Nouns and Verbs
A Short Story by Jason Moore
Written using the suggestion "Wind"
Originally featured on 10-26-2007
As part of our series "A Funny Thing Happened To Me on the Way to the Fall"

I wanted something they didn’t offer. Something that combined charisma, creativity and erudition, and might one day bring me fame and fortune. Imagine James Dean smoking a pipe as he paints abstract art, with his girlfriend performing yoga in the background.

I wanted to study a strong noun or verb. One that communicated strength and genius; Moist, Friction, Rubbing, or even Passion. Passion seemed the best compromise considering my surroundings, but it wasn’t up to me. I had to choose something from the list “The Man” gave me. I became an English major, with an emphasis in creative writing. It sounded better than Communication, Biology, or the major that reeked of sulfur: Accounting. I still think studying passion would have been better than just plain old English. Passion in politics? Passion in psychology? Passion in Shakespeare’s England? Maybe I should have started my own university?

In the summer of 1991, with my generic degree in my common hand, I graduated and looked around. Who was hiring English majors? Who wanted someone who won the coveted Esther B. Wagoner award for outstanding short fiction at the Harvard of the West? Turns out almost no one, so I was once again at the mercy of my parents.

My father was always laconic. “Son, you’re creative and smart, but you need to be practical. I think you should go into advertising. We’ll pay for this one last thing if you want to do it.”

Dustin Hoffman came to mind, playing Ben in The Graduate.

Mr. McGuire: There’s a great future in plastics. Think about it. Will you think about it?

Ben: Yes I will.

Three years after this seminal conversation I had graduated from a reputable ad school, and found myself in my third month at a decent agency in Portland, Oregon. I was happy that I occasionally got to write something clever; but mostly I was happy to have a paycheck. I’d get back to nouns and verbs later.
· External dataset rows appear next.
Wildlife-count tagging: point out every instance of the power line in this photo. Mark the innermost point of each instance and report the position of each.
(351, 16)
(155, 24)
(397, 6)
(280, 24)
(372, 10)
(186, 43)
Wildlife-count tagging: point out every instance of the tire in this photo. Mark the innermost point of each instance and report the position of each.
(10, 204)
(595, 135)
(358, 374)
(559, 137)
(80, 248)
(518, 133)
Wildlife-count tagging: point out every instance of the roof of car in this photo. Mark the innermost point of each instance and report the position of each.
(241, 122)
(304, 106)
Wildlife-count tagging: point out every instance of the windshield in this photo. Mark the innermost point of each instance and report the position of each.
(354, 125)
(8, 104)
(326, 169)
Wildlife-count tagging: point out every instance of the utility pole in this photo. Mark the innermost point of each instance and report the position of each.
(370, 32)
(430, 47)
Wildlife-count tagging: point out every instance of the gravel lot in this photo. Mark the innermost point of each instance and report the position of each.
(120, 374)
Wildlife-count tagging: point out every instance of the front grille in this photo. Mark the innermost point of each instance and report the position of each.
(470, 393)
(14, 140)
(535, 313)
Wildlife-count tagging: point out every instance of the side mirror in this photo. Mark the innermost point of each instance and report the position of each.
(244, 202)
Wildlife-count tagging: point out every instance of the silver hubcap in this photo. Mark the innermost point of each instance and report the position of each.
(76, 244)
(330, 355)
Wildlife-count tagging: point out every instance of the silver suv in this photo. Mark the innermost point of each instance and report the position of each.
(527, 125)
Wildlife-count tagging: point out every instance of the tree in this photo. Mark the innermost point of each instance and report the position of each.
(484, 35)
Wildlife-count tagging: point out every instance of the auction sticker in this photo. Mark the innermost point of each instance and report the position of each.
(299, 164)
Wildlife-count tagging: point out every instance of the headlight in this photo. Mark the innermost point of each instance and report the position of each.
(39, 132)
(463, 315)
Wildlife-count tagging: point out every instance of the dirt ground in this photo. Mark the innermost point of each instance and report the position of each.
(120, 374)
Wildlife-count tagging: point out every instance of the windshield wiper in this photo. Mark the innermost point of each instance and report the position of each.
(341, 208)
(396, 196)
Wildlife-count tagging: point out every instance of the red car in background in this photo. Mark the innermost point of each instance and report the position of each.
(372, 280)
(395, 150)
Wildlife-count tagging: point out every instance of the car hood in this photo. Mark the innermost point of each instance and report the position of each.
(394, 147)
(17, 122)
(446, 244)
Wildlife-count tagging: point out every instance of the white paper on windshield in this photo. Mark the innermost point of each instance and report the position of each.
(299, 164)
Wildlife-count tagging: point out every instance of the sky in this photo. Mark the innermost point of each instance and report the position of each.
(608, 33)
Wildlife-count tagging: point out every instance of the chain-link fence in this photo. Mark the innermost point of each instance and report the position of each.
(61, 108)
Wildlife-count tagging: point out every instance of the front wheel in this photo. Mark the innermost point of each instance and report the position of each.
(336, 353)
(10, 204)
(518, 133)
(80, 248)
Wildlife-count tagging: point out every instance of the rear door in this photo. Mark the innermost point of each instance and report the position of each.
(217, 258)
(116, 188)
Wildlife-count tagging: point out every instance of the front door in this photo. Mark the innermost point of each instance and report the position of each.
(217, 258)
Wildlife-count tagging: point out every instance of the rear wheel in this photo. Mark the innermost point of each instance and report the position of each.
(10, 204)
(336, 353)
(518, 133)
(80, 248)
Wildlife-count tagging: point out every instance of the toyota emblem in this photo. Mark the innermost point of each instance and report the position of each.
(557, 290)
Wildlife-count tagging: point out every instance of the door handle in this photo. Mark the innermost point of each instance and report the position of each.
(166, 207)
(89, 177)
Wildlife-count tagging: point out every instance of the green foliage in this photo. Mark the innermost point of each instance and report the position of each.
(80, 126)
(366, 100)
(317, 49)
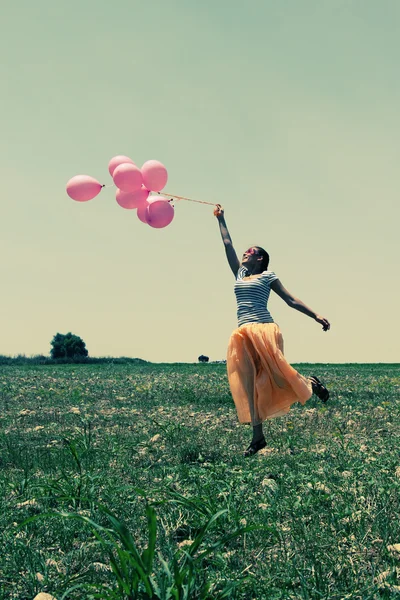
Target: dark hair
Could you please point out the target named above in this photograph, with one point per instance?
(265, 260)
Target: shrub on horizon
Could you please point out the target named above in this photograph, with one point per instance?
(68, 346)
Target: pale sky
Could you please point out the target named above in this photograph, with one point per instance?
(286, 112)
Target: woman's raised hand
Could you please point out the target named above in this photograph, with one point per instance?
(324, 322)
(218, 211)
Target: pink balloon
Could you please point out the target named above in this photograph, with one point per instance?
(132, 199)
(127, 177)
(160, 212)
(155, 175)
(116, 161)
(142, 212)
(83, 188)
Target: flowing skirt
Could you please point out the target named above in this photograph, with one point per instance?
(263, 384)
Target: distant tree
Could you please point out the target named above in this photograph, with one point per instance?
(68, 346)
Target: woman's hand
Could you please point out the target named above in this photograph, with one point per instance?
(324, 322)
(218, 211)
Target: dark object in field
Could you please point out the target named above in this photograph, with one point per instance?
(319, 389)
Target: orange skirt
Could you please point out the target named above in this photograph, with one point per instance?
(262, 382)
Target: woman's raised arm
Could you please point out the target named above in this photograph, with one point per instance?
(297, 304)
(226, 238)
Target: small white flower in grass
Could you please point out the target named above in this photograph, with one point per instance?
(382, 576)
(101, 567)
(319, 487)
(270, 484)
(31, 502)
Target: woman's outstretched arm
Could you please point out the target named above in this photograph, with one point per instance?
(296, 303)
(226, 238)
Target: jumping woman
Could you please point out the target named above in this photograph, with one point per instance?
(263, 384)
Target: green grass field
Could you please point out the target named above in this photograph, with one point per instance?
(129, 482)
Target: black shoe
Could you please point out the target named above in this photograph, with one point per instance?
(255, 447)
(319, 389)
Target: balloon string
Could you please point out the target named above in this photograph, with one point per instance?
(188, 199)
(173, 196)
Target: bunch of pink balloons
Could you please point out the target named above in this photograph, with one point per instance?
(133, 189)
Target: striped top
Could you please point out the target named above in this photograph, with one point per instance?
(252, 297)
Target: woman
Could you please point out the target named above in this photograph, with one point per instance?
(262, 382)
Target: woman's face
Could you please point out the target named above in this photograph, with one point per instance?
(251, 257)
I was the copywriting guy. My partner Kirk was the graphics guy. He’d been there for about three years, and his last partner had moved on a month ago. Kirk talked about his ex-partner a little too often. “He’s gone to a better place.”

I usually attempted an equally ironic riposte. “What, was he your family pet?”

Kirk made it very clear that he wasn’t bitter that he’d been left behind. While working at the computer creating flashy animation for the Internet part of our client’s campaign he’d chant his mantra quietly, imitating Yoda. “No, not bitter, bitter not am I.”

He occasionally offered more detail about his lack of bitterness. “I’m happy for him. He lives in a great apartment in Manhattan, drives a Jaguar and shags models. I support him with all my heart, even though I know he’ll soon die of leprosy. It’ll start with his toes and work its way up. It won’t be pretty.” He’d usually add something like, “I do this job because I love the process of creating ads 60 hours a week here in Oregon. You just can’t do that in New York. Too many distractions.” He said the words “process,” “Oregon,” and “New York” very slowly, like he was teaching the Indian names of Minnesota lakes to Chinese tourists. No, he wasn’t bitter, and to prove it he sighed a lot and stared out the window. Maybe if he looked hard enough he’d spot his ex-partner’s jag?

I was looking out the window one Friday afternoon. On a normal fall day in Portland it mists or sprinkles until your socks are soaked, and you can’t remember how it happened. But that day was unusual because the wind and rain came together in violent bursts that lashed the city, then blew east to attack the mountains. The rain began with a few big, silent drops. The drops came faster and faster, until the water coated the glass as though an angry neighbor had turned the hose on it. The wind pushed the rain from side to side, ignoring the laws of gravity. It reminded me of high school when five or six of us would pile into my VW Bug, and go through the car wash. The second the soapy brushes started scrubbing the roof we’d crank AC/DC on my cheap stereo and light a big joint of stinky Seattle weed. Our goal was to smoke the whole joint before the giant blowers pushed the water off the windows and blew our cover.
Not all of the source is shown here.